The HOOKPROC type defines a pointer to this callback function. JournalRecordProc is a placeholder for the application-defined or library-defined function name.
- code [in]
Specifies how to process the message. If code is less than zero, the hook procedure must pass the message to the CallNextHookEx function without further processing and should return the value returned by CallNextHookEx. This parameter can be one of the following values.
The lParam parameter is a pointer to an EVENTMSG structure containing information about a message removed from the system queue. The hook procedure must record the contents of the structure by copying them to a buffer or file.
A system-modal dialog box has been destroyed. The hook procedure must resume recording.
A system-modal dialog box is being displayed. Until the dialog box is destroyed, the hook procedure must stop recording.
This parameter is not used.
- lParam [in]
A pointer to an EVENTMSG structure that contains the message to be recorded.
Type: Type: LRESULT
The return value is ignored.
A JournalRecordProc hook procedure must copy but not modify the messages. After the hook procedure returns control to the system, the message continues to be processed.
A JournalRecordProc hook procedure does not need to live in a dynamic-link library.

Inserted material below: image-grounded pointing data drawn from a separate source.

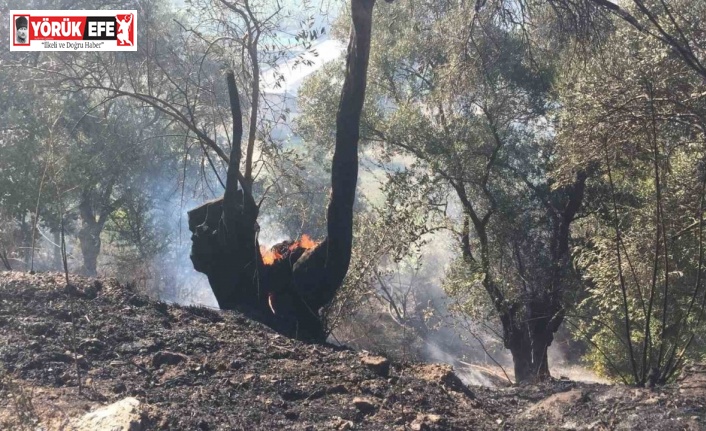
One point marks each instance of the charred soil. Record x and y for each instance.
(200, 369)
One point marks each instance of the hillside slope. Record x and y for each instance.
(199, 369)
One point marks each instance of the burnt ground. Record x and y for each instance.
(200, 369)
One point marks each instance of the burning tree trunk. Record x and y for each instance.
(287, 288)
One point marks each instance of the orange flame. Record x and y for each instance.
(270, 256)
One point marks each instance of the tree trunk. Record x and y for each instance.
(90, 240)
(528, 345)
(288, 293)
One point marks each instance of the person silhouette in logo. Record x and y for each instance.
(124, 30)
(21, 36)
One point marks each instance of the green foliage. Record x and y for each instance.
(634, 113)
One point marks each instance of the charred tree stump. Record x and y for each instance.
(288, 292)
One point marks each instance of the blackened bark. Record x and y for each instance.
(288, 294)
(92, 222)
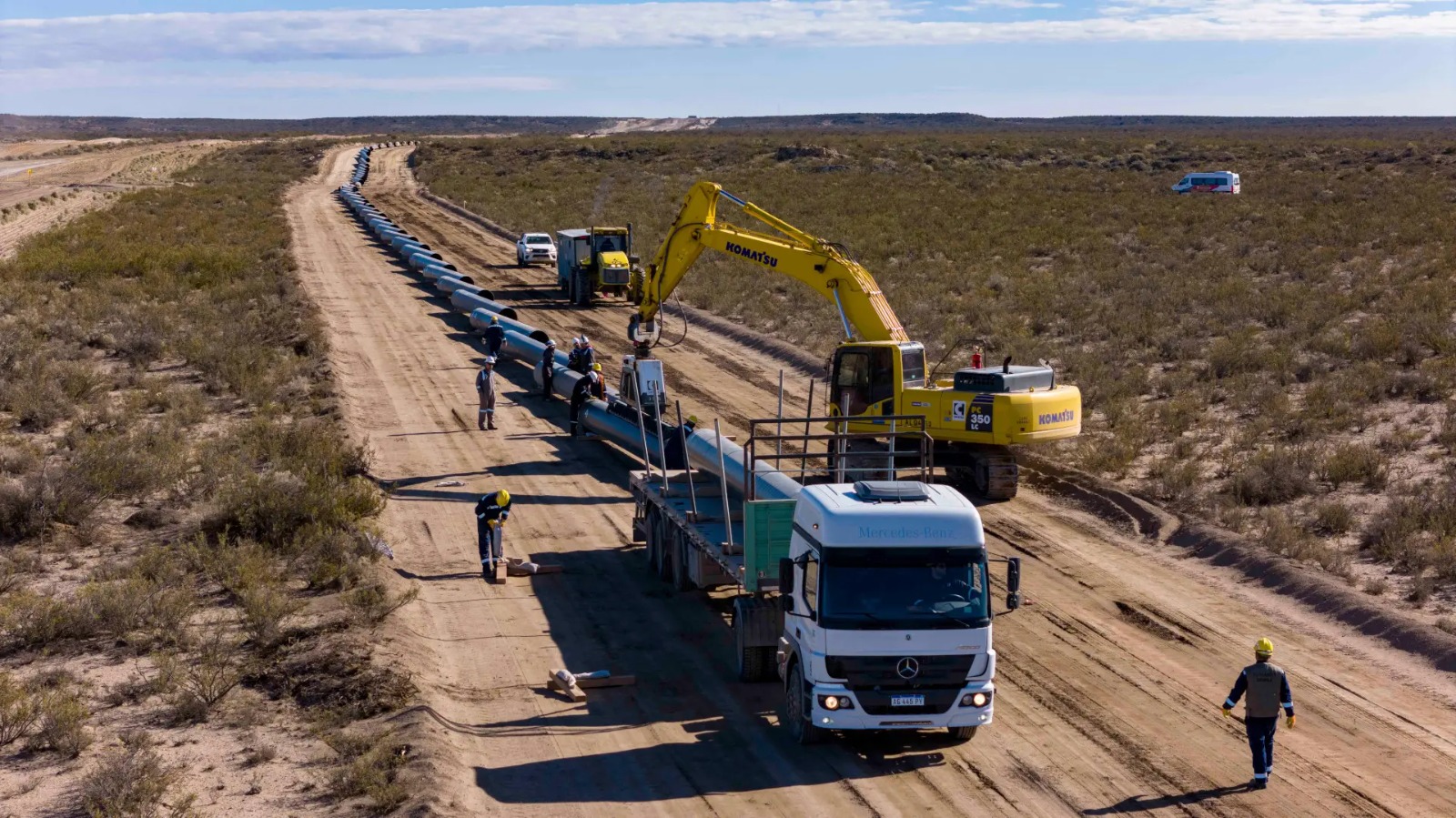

A JournalRecordProc hook procedure can live in the application itself.
Unlike most other global hook procedures, the JournalRecordProc and JournalPlaybackProc hook procedures are always called in the context of the thread that set the hook.
An application that has installed a JournalRecordProc hook procedure should watch for the VK_CANCEL virtual key code (which is implemented as the CTRL+BREAK key combination on most keyboards). This virtual key code should be interpreted by the application as a signal that the user wishes to stop journal recording. The application should respond by ending the recording sequence and removing the JournalRecordProc hook procedure. Removal is important. It prevents a journaling application from locking up the system by hanging inside a hook procedure.
This role as a signal to stop journal recording means that a CTRL+BREAK key combination cannot itself be recorded. Since the CTRL+C key combination has no such role as a journaling signal, it can be recorded. There are two other key combinations that cannot be recorded: CTRL+ESC and CTRL+ALT+DEL. Those two key combinations cause the system to stop all journaling activities (record or playback), remove all journaling hooks, and post a WM_CANCELJOURNAL message to the journaling application.
Minimum supported client
Windows 2000 Professional [desktop apps only]
Minimum supported server
Windows 2000 Server [desktop apps only]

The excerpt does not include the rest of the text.